Dodano: 18.03.2019 | 12:38

Na zdjęciu: W niedzielę, 10 marca odbyła się w Bydgoszczy Manifa. Na zgromadzeniu nie zabrakło m.in. tęczowych flag i wyrazów poparcia dla środowisk LGBT+.

Fot. Jakub Soboczyński.

Bydgoskie organizacje popierające dążenia środowiska LGBT+ wydały list otwarty, w którym wyraziły nadzieję, że deklaracja przyjęta przez władze Warszawy zostanie podpisana także w Bydgoszczy. Jednocześnie autorzy listu sprzeciwili się działaniom środowisk katolickich.

Zarzewiem konfliktu jest podpisanie przez prezydenta Warszawy Rafała Trzaskowskiego deklaracji „Warszawska Polityka Miejska na rzecz społeczności LGBT+” – czyli społeczności lesbijek, gejów, osób biseksualnych, transpłciowych i transseksualnych, w tym także aseksualnych, interseksualnych i queer. Dokument wyraża konieczność wprowadzenia skutecznych działań antydyskryminacyjnych postulowanych przez środowiska równościowe. Sprzeciw prawicy wzbudziły przede wszystkim dwa punkty – „Wprowadzenie do stołecznych szkół „latarników” i wzmocnienie działań antyprzemocowych” oraz „Wprowadzenie edukacji antydyskryminacyjnej i seksualnej w każdej szkole, uwzględniającej kwestie tożsamości psychoseksualnej i identyfikacji płciowej, zgodnej ze standardami i wytycznymi Światowej Organizacji Zdrowia (WHO)”.

Bydgoskie organizacje poparły dążenia środowiska LGBT+. Tęczowa flaga z orłem "opuści areszt"

Zobacz również:

Zbliża się pierwszy bydgoski Marsz Równości. Organizatorzy zdradzili szczegóły

W poniedziałek poparcie dla deklaracji wyrazili przedstawiciele bydgoskich struktur Inicjatywy Polska, partii Razem, partii Zieloni oraz Obywatele RP, Sojusz Lewicy Demokratycznej, Stowarzyszenie Stan Równości, a także Dominik Kuc i Magdalena Marcinkowska. – „Wyrażamy pełne poparcie dla Deklaracji LGBT+ podpisanej przez warszawskich samorządowców. Gorąco liczymy na to, że będzie to zachęta dla wszystkich innych miast, wsi i miasteczek, w tym także naszej Bydgoszczy, aby nie bały się nacisku radykałów wykluczenia i podpisały taką kartę również u siebie” – czytamy w liście otwartym.

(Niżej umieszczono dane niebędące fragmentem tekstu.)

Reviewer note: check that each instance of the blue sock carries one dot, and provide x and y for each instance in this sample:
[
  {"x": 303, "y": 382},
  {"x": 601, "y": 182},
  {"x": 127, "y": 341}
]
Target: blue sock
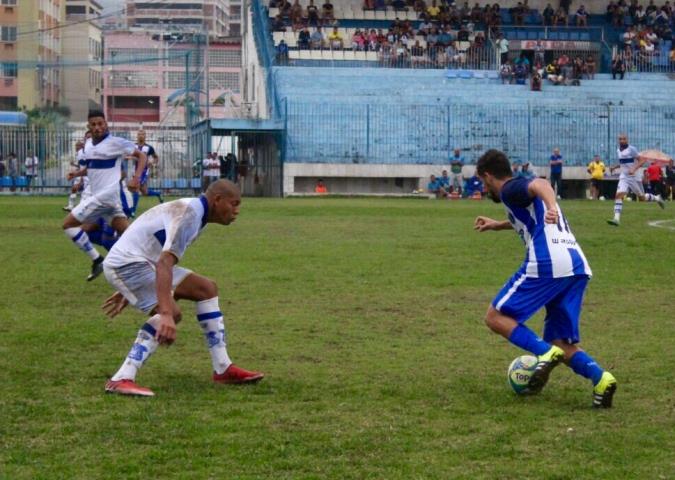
[
  {"x": 523, "y": 337},
  {"x": 584, "y": 365},
  {"x": 136, "y": 196}
]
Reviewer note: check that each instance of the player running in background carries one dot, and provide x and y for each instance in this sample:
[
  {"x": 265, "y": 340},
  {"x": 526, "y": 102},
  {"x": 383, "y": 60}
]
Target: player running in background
[
  {"x": 103, "y": 156},
  {"x": 142, "y": 268},
  {"x": 629, "y": 163},
  {"x": 153, "y": 160},
  {"x": 554, "y": 275}
]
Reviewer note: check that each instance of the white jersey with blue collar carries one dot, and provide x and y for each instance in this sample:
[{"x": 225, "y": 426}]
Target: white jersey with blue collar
[
  {"x": 627, "y": 159},
  {"x": 104, "y": 160},
  {"x": 552, "y": 250},
  {"x": 168, "y": 227}
]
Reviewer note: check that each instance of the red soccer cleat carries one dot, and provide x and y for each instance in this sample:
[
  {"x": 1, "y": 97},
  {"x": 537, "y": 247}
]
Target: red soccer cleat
[
  {"x": 236, "y": 375},
  {"x": 127, "y": 387}
]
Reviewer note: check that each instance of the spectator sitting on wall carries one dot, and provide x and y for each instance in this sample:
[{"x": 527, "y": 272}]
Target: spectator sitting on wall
[
  {"x": 316, "y": 39},
  {"x": 581, "y": 16},
  {"x": 282, "y": 53},
  {"x": 506, "y": 73},
  {"x": 618, "y": 67},
  {"x": 434, "y": 187},
  {"x": 312, "y": 14},
  {"x": 335, "y": 40},
  {"x": 320, "y": 187},
  {"x": 303, "y": 39},
  {"x": 456, "y": 166}
]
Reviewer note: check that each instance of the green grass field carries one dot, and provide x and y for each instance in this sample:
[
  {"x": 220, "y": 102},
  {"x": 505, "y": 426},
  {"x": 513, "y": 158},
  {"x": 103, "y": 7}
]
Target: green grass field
[{"x": 367, "y": 317}]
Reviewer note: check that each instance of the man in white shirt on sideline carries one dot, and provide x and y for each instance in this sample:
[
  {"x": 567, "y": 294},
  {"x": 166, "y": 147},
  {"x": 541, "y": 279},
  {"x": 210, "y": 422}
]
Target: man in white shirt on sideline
[
  {"x": 142, "y": 267},
  {"x": 103, "y": 156}
]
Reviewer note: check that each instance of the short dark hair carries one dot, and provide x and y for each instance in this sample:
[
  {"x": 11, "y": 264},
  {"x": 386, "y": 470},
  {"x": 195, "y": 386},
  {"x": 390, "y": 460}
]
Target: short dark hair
[
  {"x": 95, "y": 113},
  {"x": 495, "y": 163}
]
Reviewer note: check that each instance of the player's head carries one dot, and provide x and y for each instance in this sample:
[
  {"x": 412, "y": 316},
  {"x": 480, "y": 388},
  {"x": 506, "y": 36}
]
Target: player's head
[
  {"x": 97, "y": 124},
  {"x": 224, "y": 200},
  {"x": 623, "y": 140},
  {"x": 493, "y": 168}
]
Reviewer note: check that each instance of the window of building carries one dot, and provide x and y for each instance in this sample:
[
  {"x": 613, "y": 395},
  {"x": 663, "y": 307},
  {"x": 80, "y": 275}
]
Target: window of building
[
  {"x": 225, "y": 58},
  {"x": 7, "y": 34},
  {"x": 224, "y": 81}
]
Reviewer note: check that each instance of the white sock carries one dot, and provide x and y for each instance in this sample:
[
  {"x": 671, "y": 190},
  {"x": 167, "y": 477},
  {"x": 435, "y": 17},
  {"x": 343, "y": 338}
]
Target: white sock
[
  {"x": 618, "y": 206},
  {"x": 144, "y": 346},
  {"x": 211, "y": 320},
  {"x": 81, "y": 239}
]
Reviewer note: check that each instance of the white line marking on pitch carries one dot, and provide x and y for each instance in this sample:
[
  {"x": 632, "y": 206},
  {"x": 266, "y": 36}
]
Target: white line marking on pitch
[{"x": 660, "y": 224}]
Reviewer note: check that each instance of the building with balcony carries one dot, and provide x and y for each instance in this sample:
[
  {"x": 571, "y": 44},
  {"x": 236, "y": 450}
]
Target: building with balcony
[
  {"x": 82, "y": 58},
  {"x": 146, "y": 75}
]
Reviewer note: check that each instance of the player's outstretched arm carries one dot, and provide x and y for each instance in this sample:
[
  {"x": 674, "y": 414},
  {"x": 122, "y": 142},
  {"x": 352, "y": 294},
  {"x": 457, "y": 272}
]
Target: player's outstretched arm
[
  {"x": 166, "y": 332},
  {"x": 483, "y": 224},
  {"x": 542, "y": 189},
  {"x": 114, "y": 304}
]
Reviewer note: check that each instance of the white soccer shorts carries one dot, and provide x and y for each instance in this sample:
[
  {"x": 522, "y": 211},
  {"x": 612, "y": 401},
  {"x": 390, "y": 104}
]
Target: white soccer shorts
[
  {"x": 109, "y": 204},
  {"x": 138, "y": 282}
]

Jak zaznaczają autorzy listu, według raportów osoby nieheteronormatywne padają ofiarami przestępstw ponad dwa razy częściej niż reszta społeczeństwa. Wspomniane ataki mają polegać najczęściej na przemocy fizycznej, ale też na wyzwiskach, groźbach i przemocy seksualnej. Niewielki odsetek poszkodowanych z powodu orientacji seksualnej zgłasza ten fakt na policję. – „Jest to bardzo niepokojący trend i tym bardziej skłania do otoczenia osób nieheteronormatywnych opieką samorządu” – piszą autorzy listu. W dalszej części pisma poruszono temat edukacji seksualnej oraz koniecznego uczenia równości, szacunku, mówienia o seksie „bez niezdrowej ekscytacji”, odmawiania niechcianych kontaktów i szanowania granic oraz nie pozwalania na ich przekraczanie, „bez względu na to, czy to kolega z ławki, starszy sąsiad czy proboszcz”.

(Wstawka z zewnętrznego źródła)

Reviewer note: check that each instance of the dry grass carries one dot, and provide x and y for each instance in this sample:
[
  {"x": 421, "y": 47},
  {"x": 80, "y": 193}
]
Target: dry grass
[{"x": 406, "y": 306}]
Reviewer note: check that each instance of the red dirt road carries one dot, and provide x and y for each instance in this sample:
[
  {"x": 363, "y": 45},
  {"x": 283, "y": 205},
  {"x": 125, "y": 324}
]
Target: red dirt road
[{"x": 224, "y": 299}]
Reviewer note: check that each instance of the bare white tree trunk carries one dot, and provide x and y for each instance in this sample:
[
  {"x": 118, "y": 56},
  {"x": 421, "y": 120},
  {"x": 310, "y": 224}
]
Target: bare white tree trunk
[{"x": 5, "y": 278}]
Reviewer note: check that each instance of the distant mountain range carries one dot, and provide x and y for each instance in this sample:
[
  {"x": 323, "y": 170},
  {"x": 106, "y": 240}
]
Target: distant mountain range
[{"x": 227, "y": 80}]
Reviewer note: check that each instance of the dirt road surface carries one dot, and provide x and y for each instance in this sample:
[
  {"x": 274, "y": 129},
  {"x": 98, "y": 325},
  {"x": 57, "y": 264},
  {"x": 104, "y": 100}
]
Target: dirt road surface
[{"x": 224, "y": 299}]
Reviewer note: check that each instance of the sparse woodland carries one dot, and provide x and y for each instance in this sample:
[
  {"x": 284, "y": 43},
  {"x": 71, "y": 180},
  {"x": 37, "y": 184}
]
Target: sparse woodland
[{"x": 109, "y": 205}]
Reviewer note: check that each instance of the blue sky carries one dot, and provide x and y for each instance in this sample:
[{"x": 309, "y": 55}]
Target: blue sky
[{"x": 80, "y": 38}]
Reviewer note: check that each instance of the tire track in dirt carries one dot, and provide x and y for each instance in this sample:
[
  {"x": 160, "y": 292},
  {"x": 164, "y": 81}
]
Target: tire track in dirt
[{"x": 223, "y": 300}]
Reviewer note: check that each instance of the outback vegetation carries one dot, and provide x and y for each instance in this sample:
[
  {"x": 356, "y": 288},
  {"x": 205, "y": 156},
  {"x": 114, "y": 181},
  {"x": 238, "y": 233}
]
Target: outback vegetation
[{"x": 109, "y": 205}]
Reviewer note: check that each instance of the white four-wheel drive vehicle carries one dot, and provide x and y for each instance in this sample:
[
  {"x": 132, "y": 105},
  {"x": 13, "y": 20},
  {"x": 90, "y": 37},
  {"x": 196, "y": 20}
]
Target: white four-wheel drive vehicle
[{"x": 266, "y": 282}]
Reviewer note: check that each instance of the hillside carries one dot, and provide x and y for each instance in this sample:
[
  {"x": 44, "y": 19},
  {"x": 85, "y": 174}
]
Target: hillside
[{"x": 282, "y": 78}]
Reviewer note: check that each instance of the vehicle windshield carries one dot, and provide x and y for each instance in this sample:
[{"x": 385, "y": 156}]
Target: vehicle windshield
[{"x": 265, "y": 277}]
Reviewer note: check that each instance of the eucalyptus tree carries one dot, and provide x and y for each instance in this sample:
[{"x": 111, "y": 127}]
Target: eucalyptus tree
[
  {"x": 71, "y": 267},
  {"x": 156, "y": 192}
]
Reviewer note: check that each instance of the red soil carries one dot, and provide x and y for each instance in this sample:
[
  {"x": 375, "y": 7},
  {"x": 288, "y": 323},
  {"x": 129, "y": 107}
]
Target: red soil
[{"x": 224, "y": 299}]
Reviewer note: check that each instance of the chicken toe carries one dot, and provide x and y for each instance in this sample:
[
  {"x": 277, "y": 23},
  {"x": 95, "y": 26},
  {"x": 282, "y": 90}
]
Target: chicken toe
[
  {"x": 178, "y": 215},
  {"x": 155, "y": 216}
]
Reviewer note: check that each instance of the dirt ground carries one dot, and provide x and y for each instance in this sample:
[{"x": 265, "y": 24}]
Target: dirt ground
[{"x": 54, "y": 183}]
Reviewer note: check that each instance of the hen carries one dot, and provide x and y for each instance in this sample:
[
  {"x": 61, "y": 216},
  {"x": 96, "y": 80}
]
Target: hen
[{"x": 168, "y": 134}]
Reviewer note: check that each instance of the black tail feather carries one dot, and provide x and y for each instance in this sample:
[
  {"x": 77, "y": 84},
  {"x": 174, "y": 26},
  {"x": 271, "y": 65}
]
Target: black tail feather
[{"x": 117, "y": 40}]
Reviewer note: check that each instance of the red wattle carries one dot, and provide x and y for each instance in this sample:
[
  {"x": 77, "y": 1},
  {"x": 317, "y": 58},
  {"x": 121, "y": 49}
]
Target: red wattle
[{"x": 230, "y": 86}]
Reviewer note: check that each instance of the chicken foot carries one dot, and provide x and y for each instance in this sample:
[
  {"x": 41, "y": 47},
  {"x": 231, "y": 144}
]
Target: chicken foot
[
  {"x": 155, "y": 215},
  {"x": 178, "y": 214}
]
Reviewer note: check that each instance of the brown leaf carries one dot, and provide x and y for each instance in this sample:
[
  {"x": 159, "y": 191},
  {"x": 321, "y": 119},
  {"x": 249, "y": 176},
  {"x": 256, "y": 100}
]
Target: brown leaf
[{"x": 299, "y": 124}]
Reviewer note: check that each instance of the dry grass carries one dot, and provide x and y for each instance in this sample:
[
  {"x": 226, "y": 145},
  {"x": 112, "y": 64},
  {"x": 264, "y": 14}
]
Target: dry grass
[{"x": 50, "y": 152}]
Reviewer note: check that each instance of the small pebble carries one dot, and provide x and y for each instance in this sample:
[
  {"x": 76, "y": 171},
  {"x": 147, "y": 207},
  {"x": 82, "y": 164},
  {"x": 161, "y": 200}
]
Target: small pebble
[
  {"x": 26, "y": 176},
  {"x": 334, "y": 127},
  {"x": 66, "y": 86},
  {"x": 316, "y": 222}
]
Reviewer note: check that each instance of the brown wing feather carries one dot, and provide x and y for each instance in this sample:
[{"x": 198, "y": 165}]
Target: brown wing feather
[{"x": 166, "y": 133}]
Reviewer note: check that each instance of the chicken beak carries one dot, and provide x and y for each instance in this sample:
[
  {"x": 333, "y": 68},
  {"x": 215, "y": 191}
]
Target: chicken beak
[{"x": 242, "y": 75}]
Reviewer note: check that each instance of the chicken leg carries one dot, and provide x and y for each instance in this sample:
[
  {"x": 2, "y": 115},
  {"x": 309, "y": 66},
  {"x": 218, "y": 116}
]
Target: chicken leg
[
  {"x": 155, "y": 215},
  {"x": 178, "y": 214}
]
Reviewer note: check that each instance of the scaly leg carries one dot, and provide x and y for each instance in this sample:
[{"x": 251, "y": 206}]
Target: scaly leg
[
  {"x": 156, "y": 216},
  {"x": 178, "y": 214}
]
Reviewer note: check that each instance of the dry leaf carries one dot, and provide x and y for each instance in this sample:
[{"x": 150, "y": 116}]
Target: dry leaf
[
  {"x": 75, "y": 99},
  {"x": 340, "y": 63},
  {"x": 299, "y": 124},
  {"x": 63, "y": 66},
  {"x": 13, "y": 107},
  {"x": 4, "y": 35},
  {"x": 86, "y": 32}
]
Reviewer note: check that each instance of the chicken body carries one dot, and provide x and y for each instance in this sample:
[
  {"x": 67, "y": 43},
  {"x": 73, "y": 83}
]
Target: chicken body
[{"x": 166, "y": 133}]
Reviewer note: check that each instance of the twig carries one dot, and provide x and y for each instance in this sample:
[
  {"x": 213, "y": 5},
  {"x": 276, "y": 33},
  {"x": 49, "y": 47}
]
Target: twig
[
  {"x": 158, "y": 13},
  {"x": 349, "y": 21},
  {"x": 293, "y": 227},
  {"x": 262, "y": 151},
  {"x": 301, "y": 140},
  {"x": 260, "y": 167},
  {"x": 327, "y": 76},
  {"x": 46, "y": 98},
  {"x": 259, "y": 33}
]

Przypomnijmy, że w ubiegły wtorek głos w sprawie Karty LGBT+ zabrały bydgoskie środowiska katolickie – Stowarzyszenie Sanctus Paulus wraz z innymi organizacjami (m.in. Akcją Katolicką Diecezji Bydgoskiej, Katolickim Stowarzyszeniem Lekarzy, Młodzieżą Wszechpolską Okręgu Kujawsko-Pomorskiego, Bydgoskim Klubem Gazety Polskiej czy Fundacją Pro-Prawo do Życia – Bydgoszcz) ogłosiły, że skierowały na ręce minister edukacji Anny Zalewskiej list wyrażający pełne poparcie dla Barbary Nowak, małopolskiej kurator oświaty, która stwierdziła, że Karta LGBT+ jest szkodliwa dla dzieci i jest „propedofilskim dokumentem”. Bydgoskie środowiska konserwatywne i katolickie wyraziły pełne poparcie dla  Nowak. – Jej publiczne wypowiedzi, tak jak je znamy i rozumiemy, były wyrazem autentycznej troski o dobro dzieci oraz o dobre obyczaje w naszej ojczyźnie – stwierdzili sygnatariusze listu, którzy wyrazili też ostry sprzeciw wobec „prób ideologizowania środowisk szkolnych światopoglądem LGBT przez organizacje pozarządowe”. – Takie wprowadzanie ideologii do szkół jest pogwałceniem prawa rodziców do wychowania dzieci w sposób zgodny ze swoimi przekonaniami – argumentowały. Teraz nadeszła odpowiedź z drugiej strony sporu.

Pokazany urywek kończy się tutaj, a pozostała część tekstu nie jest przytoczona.